Visão do Correio

Julgamento do Caso Marielle deve servir de virada de chave

A falência das instituições fluminenses precisa ser combatida a partir do que ocorreu com Marielle e Anderson, e o resultado servir de exemplo para o resto do país

O Supremo Tribunal Federal (STF) iniciou ontem o julgamento dos acusados de participar do assassinato da ex-vereadora do Rio de Janeiro Marielle Franco e do motorista Anderson Gomes, mortos em 2018 no centro da capital fluminense. Para a Procuradoria-Geral da República (PGR), não restam dúvidas de que os irmãos Chiquinho e Domingos Brazão, respectivamente ex-deputado federal e ex-conselheiro do Tribunal de Contas do Rio, ordenaram o crime.

Além deles, a ação julga o ex-chefe da Polícia Civil do Rio Rivaldo Barbosa. Ele é acusado de dificultar o curso das investigações, que, inicialmente, se voltou ao vereador do Rio Marcello Siciliano e ao miliciano Orlando Curicica. Os dois foram envolvidos na trama por um falso depoimento do então policial militar Rodrigo Ferreira, conhecido como Ferreirinha, arquitetado pelos irmãos Brazão com auxílio de Barbosa, segundo as investigações. 

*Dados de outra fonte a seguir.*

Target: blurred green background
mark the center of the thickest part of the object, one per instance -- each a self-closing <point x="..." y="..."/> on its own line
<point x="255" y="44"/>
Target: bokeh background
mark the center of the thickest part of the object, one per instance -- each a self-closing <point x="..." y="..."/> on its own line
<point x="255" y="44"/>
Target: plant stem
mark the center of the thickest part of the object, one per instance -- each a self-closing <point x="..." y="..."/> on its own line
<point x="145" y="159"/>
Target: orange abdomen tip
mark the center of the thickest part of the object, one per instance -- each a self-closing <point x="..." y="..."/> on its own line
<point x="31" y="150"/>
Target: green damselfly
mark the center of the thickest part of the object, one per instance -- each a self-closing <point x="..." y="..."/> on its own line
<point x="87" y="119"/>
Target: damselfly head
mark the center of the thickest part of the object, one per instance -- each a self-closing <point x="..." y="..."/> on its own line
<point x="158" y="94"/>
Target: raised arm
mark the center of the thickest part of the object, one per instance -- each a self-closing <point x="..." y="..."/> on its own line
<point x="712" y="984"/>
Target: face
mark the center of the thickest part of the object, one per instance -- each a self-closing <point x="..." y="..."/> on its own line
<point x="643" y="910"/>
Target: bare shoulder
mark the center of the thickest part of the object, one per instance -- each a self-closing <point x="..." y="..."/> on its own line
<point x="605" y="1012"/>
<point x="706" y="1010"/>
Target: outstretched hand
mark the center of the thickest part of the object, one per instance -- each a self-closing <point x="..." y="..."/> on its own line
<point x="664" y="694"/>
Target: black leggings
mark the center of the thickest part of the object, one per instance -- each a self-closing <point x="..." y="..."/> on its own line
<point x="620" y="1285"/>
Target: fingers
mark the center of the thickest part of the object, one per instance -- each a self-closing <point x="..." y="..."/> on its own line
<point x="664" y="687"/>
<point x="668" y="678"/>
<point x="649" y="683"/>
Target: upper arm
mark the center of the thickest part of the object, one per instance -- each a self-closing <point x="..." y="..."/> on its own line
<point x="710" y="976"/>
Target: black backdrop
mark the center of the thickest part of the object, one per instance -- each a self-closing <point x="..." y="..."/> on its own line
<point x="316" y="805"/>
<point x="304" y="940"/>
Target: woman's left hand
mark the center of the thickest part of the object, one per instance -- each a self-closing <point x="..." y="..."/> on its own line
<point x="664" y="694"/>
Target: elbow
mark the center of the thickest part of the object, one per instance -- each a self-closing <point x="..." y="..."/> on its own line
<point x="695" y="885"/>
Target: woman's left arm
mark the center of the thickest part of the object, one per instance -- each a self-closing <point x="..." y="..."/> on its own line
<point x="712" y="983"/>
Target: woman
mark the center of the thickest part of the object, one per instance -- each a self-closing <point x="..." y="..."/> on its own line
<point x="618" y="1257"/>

Siga o canal do Correio no WhatsApp e receba as principais notícias do dia no seu celular

Outros dois acusados pela PGR, com base nas apurações da Polícia Federal (PF), são o oficial da PM Ronald Paulo Alves Pereira, apontado como responsável por monitorar Marielle nos dias que antecederam o crime; e Robson Calixto da Fonseca, conhecido como Peixe, ex-assessor de Domingos Brazão e peça central para conectar os irmãos aos executores da vereadora: os milicianos Ronnie Lessa (autor dos disparos) e Élcio de Queiroz (motorista do carro que levava Ronnie).

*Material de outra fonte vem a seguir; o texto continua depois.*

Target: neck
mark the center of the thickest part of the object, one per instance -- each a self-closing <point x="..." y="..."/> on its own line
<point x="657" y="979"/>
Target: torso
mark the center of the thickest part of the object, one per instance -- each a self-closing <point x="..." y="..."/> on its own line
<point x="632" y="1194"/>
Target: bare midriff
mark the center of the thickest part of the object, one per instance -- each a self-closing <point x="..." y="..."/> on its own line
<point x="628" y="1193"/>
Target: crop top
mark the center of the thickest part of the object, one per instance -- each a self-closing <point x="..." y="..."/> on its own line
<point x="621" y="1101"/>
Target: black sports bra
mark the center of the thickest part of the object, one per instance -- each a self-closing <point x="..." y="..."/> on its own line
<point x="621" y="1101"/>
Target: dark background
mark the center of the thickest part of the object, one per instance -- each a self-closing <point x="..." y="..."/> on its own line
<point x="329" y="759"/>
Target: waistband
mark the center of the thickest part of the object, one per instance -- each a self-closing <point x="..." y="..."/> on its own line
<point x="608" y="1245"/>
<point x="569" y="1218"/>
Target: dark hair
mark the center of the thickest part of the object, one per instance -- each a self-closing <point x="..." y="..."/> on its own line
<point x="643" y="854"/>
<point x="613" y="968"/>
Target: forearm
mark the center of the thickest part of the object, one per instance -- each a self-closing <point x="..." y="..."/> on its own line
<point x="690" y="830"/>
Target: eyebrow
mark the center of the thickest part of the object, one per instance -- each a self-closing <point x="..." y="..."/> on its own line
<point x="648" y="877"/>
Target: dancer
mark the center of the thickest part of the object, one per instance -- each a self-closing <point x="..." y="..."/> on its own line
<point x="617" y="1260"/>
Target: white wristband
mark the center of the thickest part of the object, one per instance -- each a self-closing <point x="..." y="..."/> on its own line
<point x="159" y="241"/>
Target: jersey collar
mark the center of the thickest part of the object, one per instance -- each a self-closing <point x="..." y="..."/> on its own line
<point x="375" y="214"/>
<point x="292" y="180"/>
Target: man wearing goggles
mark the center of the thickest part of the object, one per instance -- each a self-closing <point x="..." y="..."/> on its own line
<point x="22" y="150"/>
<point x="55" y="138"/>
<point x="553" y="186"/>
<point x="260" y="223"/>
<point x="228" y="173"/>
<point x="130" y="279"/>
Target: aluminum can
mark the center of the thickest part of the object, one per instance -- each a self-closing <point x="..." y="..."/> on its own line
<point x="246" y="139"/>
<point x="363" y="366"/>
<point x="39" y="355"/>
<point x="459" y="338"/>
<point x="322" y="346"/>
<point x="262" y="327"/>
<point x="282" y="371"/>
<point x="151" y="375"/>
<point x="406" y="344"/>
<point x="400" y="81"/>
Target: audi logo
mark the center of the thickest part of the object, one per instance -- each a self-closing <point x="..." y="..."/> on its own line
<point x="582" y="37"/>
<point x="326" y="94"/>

Se o julgamento dos cinco acusados se trata de um passo aguardado pelas famílias de Marielle e Anderson e pela democracia brasileira como um todo, as condenações definidas pelo Supremo não devem significar um ponto final nessa história. A falência das instituições fluminenses precisa ser combatida a partir do que ocorreu com Marielle e Anderson, e o resultado servir de exemplo. O Brasil não deve conceder espaço à institucionalização do crime. 

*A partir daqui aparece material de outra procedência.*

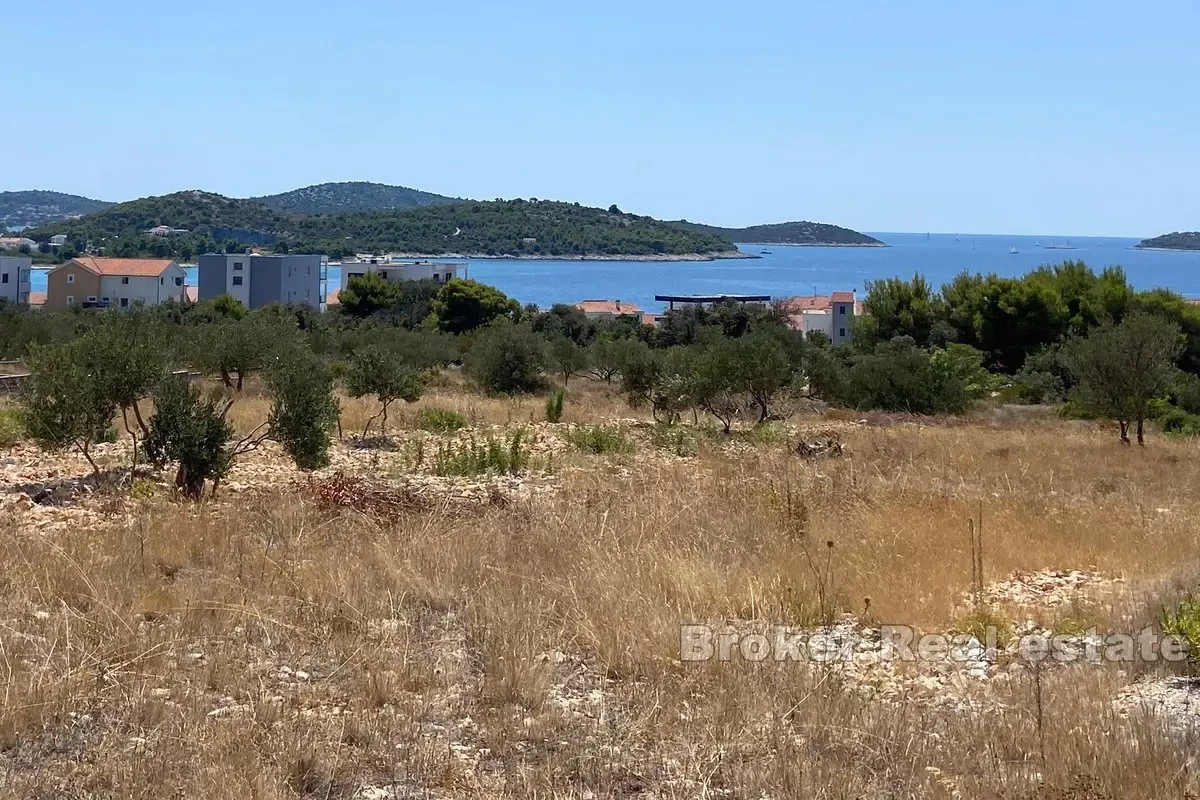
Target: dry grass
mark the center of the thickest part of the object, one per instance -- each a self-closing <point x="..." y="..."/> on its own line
<point x="532" y="650"/>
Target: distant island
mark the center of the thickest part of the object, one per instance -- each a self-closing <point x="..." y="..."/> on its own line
<point x="1187" y="240"/>
<point x="352" y="196"/>
<point x="813" y="234"/>
<point x="187" y="223"/>
<point x="345" y="218"/>
<point x="37" y="208"/>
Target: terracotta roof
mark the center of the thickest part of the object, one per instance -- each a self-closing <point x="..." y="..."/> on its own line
<point x="607" y="307"/>
<point x="808" y="302"/>
<point x="142" y="268"/>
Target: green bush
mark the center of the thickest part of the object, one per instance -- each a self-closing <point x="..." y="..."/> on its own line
<point x="1177" y="422"/>
<point x="598" y="439"/>
<point x="441" y="420"/>
<point x="507" y="359"/>
<point x="1185" y="621"/>
<point x="491" y="456"/>
<point x="12" y="429"/>
<point x="555" y="405"/>
<point x="675" y="439"/>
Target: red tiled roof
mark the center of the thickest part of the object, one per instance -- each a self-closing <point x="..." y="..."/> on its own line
<point x="808" y="302"/>
<point x="607" y="307"/>
<point x="138" y="268"/>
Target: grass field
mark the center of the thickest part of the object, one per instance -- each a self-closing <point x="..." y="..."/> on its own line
<point x="270" y="644"/>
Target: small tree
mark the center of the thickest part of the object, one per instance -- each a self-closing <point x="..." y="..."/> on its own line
<point x="303" y="405"/>
<point x="507" y="359"/>
<point x="384" y="373"/>
<point x="193" y="432"/>
<point x="466" y="305"/>
<point x="66" y="403"/>
<point x="1121" y="368"/>
<point x="569" y="359"/>
<point x="127" y="353"/>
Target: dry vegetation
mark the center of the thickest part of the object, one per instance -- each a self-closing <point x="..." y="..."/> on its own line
<point x="267" y="645"/>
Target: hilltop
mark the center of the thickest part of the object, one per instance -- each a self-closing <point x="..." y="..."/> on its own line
<point x="792" y="233"/>
<point x="352" y="196"/>
<point x="497" y="228"/>
<point x="1188" y="240"/>
<point x="37" y="208"/>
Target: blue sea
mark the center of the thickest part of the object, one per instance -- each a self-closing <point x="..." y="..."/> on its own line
<point x="787" y="271"/>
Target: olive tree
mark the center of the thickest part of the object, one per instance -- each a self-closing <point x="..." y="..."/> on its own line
<point x="65" y="401"/>
<point x="384" y="373"/>
<point x="1122" y="367"/>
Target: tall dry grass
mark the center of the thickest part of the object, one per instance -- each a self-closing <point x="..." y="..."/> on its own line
<point x="532" y="649"/>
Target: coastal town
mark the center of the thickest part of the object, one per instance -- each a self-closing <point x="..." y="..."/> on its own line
<point x="258" y="280"/>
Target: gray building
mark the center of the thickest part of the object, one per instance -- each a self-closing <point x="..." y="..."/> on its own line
<point x="258" y="281"/>
<point x="15" y="278"/>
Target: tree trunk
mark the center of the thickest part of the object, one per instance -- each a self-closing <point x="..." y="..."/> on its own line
<point x="87" y="453"/>
<point x="142" y="423"/>
<point x="191" y="488"/>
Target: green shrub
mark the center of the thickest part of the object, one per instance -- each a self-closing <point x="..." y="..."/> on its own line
<point x="1177" y="422"/>
<point x="12" y="429"/>
<point x="675" y="439"/>
<point x="507" y="359"/>
<point x="441" y="420"/>
<point x="491" y="456"/>
<point x="555" y="405"/>
<point x="1185" y="621"/>
<point x="598" y="439"/>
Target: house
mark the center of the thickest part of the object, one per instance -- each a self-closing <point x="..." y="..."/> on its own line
<point x="17" y="242"/>
<point x="163" y="232"/>
<point x="95" y="282"/>
<point x="390" y="270"/>
<point x="15" y="277"/>
<point x="831" y="314"/>
<point x="258" y="281"/>
<point x="607" y="308"/>
<point x="707" y="301"/>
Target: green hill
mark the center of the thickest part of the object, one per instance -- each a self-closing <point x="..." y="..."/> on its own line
<point x="792" y="233"/>
<point x="39" y="208"/>
<point x="352" y="196"/>
<point x="1188" y="240"/>
<point x="529" y="228"/>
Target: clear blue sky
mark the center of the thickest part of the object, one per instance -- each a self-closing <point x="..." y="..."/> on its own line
<point x="1037" y="118"/>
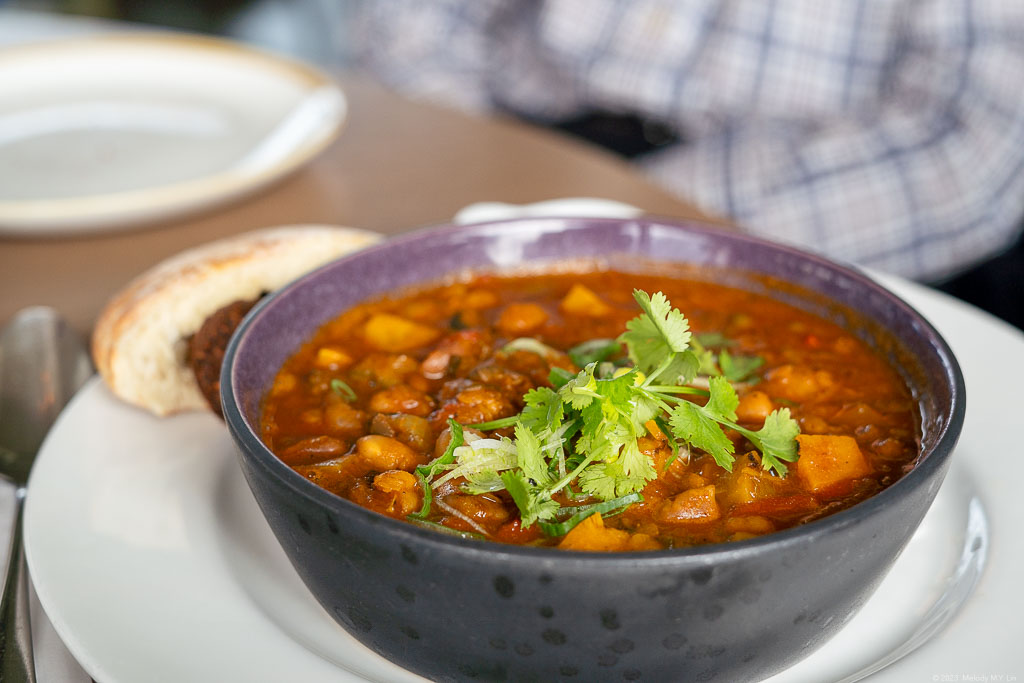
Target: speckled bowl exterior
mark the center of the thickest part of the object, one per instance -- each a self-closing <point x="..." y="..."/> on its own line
<point x="455" y="609"/>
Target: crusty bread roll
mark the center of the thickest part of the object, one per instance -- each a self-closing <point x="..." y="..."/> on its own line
<point x="140" y="339"/>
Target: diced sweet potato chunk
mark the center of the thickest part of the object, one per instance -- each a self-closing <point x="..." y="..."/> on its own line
<point x="691" y="506"/>
<point x="582" y="301"/>
<point x="391" y="333"/>
<point x="517" y="318"/>
<point x="827" y="460"/>
<point x="592" y="535"/>
<point x="384" y="453"/>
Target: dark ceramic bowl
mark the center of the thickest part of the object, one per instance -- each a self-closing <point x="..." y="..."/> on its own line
<point x="456" y="609"/>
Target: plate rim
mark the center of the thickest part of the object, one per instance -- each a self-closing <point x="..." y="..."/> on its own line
<point x="126" y="209"/>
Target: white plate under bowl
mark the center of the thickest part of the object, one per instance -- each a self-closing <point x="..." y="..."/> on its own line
<point x="113" y="131"/>
<point x="154" y="562"/>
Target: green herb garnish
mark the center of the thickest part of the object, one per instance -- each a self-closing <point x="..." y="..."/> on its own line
<point x="343" y="390"/>
<point x="579" y="438"/>
<point x="594" y="350"/>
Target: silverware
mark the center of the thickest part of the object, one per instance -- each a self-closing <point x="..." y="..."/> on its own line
<point x="42" y="364"/>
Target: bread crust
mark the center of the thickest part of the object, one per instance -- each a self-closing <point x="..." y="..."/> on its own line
<point x="139" y="341"/>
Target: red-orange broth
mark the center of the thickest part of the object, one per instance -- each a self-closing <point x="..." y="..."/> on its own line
<point x="417" y="358"/>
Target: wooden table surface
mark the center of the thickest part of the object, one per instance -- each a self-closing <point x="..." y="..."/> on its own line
<point x="396" y="165"/>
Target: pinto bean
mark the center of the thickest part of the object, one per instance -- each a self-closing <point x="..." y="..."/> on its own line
<point x="754" y="407"/>
<point x="343" y="420"/>
<point x="518" y="318"/>
<point x="412" y="430"/>
<point x="384" y="453"/>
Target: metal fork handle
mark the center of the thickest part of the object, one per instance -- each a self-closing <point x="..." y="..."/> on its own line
<point x="16" y="662"/>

É evidente que os acusados de matar e ordenar as mortes de Marielle e Anderson precisam pagar com a dureza prevista em lei. Para além do resultado do julgamento no STF,  é preciso reflexão sobre o nascimento de uma nova política, pautada pelo interesse público com base nas garantias, da Constituição de 1988, a partir do assasssinato de uma vereadora apenas pelo fato de ela cumprir as obrigações para as quais foi eleita — entre elas, proteger a população vulnerável da grilagem de terras daqueles que têm como único objetivo a concentração do poder.

Em suma, é preciso entender o julgamento do Supremo como gênese, como bússola para um Brasil melhor. Não pelo brilhantismo de nossas instituições diante de uma investigação muito atribulada com quase um década de duração, mas pela mensagem, que deve ser clara, de que não se pode conceder um centímetro de espaço para a tirania na política brasileira.